Le siège du groupe espagnol d’énergie Iberdrola à Bilbao en 2012 ( AFP / RAFA RIVAS )
Parmi les milliers de personnes présentes à la COP25, se trouvent des représentants des compagnies pétrolières et gazières ou d’associations professionnelles. Ils ont la possibilité d’y assister, tout comme aux sessions de négociations intermédiaires, en tant qu’observateurs.
L’IETA a envoyé 141 personnes à Madrid, plus que la délégation de l’Union européenne ou du Chili qui préside cette COP. L’Association environnementale de l’industrie pétrolière (IPIECA) a missionné une délégation plus petite, avec des représentants de Chevron, Eni et Petrobras.
Contrairement à d’autres processus onusiens, comme la convention-cadre de l’OMS pour la lutte anti-tabac (FCTC), la Convention climat de l’ONU (CCNUCC) n’a prévu aucune régulation visant à se protéger des conflits d’intérêts. La baisse des émissions de gaz à effet de serre négociée dans ces réunions va pourtant à l’encontre des intérêts d’industries spécialisées dans l’exploitation des énergies fossiles.
Le sujet était à l’ordre du jour à Bonn en juin, lors d’une session visant à préparer la COP25, mais il n’a abouti à aucun changement.
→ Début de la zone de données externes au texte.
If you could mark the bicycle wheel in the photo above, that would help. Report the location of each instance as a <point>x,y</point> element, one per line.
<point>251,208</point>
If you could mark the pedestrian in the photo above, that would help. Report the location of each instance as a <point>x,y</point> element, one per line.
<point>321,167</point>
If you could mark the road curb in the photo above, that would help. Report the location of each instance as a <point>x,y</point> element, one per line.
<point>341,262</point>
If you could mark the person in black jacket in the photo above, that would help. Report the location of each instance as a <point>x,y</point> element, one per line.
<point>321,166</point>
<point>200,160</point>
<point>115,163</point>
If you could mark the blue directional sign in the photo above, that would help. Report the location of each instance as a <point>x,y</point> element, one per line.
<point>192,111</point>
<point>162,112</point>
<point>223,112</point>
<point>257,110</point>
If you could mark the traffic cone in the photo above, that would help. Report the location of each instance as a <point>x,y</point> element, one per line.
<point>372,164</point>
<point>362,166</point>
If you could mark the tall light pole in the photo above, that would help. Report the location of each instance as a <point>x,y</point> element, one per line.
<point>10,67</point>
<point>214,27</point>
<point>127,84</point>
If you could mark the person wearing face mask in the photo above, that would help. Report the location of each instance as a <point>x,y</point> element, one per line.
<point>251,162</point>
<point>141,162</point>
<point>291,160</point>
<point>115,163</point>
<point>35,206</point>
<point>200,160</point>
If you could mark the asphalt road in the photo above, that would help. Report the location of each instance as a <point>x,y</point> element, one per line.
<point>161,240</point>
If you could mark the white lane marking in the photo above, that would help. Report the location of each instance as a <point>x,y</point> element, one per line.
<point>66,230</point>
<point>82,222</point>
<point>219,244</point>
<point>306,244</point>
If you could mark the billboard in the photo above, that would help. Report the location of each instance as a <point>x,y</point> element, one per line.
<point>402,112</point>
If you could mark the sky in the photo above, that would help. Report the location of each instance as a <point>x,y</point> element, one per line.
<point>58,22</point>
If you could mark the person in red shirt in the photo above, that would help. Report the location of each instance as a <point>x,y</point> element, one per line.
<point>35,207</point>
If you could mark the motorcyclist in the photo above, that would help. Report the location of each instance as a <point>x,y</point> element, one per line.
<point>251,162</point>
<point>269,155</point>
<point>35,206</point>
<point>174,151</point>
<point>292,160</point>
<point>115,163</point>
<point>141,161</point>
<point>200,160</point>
Un panneau COP25 à la veille de l’ouverture de la 25ème conférence de l’ONU sur le climat le 1er décembre 2019 à Madrid ( AFP / CRISTINA QUICLER )
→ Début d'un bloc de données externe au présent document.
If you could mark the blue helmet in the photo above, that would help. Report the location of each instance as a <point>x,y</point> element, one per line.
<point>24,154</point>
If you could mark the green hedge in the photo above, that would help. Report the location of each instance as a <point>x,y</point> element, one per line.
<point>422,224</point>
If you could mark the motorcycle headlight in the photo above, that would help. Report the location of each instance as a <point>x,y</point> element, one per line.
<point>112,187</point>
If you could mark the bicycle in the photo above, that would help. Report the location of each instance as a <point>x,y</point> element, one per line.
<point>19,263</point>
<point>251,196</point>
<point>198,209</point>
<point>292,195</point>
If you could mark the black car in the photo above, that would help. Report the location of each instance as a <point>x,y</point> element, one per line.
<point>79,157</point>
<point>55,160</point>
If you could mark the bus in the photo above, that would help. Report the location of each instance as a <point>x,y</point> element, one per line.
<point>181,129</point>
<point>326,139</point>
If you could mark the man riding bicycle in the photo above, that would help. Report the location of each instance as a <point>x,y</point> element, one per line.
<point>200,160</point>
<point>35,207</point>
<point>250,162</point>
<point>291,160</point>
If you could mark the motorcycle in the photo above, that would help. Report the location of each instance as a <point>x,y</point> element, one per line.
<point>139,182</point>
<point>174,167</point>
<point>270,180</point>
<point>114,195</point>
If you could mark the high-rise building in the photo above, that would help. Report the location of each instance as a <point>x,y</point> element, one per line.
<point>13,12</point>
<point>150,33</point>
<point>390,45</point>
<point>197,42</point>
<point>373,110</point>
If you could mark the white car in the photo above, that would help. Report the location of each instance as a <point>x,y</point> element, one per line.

Pour Hoda Baraka, de 350.org, leur présence risque d’influencer l’étendue et la vitesse de la réduction des émissions de gaz à effet de serre. « C’est du simple bon sens de tenir à distance ceux qui sont responsables de la crise climatique du processus politique censé la résoudre », a-t-elle dit à l’AFP.
Des entreprises représentées par l’IETA et l’IPIECA étaient auparavant regroupées au sein du Global Climate Coalition (GCC), un groupe de pression américain disparu en 2002, qui s’efforçait de minimiser l’impact du réchauffement climatique.
Des documents internes de ce groupe de pression, dévoilés par le Centre de recherche sur le climat, montrent comment ses membres se sont servis des négociations onusiennes pour pousser leurs idées.
L’association Edison Electrical Institute (EEI), qui représente des dizaines d’entreprises d’électricité aux Etats-Unis et dans le monde, assure de son côté que ses membres « dirigent la transformation vers une énergie propre et font de réels, substantiels progrès ».